Iraq’s 2018 Federal Budget: Key features and trends

Iraq’s parliament approved the 2018 federal budget on 03 March 2018 after amendments were made by the parliamentary finance committee to the original bill submitted by the government.  Key takeaways from this budget include cuts to security and defence spending; greater investment in the electricity and health sectors; and an important change to how allocations to the Kurdistan region are calculated.

Total spending is up by 3.5% compared to last year at 88 Billion Dollar.

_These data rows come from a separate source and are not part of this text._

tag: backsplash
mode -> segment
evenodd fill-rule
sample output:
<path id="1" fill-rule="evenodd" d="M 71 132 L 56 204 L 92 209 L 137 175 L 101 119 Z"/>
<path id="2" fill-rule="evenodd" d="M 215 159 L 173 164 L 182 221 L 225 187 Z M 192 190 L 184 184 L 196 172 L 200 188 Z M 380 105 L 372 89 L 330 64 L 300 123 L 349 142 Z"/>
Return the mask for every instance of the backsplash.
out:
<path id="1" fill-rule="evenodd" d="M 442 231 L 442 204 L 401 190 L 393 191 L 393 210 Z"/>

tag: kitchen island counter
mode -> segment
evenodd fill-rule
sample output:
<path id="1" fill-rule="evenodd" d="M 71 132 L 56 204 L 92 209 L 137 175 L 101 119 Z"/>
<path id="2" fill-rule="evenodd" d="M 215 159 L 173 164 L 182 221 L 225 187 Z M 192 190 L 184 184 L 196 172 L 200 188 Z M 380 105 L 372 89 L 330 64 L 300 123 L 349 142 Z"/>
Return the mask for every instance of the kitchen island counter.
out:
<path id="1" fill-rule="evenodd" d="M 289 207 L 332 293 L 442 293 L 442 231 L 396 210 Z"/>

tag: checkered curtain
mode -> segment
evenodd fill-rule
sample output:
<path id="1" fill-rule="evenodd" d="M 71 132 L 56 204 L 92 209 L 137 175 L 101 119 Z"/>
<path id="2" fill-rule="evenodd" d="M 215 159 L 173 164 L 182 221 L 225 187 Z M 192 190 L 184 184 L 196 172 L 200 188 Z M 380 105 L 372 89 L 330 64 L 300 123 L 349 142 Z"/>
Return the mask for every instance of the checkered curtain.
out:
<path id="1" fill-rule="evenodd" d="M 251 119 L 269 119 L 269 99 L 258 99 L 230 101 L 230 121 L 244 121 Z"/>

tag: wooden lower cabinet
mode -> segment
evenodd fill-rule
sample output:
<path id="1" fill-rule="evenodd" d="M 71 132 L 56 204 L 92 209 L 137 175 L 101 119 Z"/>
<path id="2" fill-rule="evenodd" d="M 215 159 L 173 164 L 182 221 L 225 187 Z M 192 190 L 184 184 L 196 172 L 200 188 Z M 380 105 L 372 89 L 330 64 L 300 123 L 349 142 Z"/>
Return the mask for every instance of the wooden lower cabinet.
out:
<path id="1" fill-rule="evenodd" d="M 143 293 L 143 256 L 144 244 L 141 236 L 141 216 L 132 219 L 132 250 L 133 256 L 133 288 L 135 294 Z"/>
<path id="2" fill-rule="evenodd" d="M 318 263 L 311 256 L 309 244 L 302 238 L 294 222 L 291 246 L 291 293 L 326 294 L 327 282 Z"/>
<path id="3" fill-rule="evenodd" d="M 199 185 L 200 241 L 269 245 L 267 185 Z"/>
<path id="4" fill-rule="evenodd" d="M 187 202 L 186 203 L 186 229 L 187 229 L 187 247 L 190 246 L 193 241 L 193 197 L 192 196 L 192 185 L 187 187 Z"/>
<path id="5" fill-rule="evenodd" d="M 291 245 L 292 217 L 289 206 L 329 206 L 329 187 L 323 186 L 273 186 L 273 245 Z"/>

The Budget confirms the continued application of the following taxes and levies:

  • Sales tax on mobile and internet recharge cards at a rate of 20%
  • Sales tax on restaurants and hotels in accordance with the provisions of the Revolutionary Command Council Resolution No. 36 of 1997
  • Airport tax equal to 25,000 Iraqi dinars (US$21) levied on airline tickets for international flights and 10,000 Iraqi dinars (US$8) levied on airline tickets for domestic flights
  • A penalty of 200% for the importation of alcoholic beverages levied at the entry ports

One the most controversial changes to this year’s budget was the decision to scrap the KRG’s longstanding fixed share of 17% and opt for per capita spending in line with the other Iraqi provinces. While there is no mention of the revised figure of 12.67% within the budget law, the KRG’s share of spending for fuel imports, medicines, and food rations do indeed equate to 12.67%.

The full Budget is available in Arabic on the Iraqi Parliament’s website.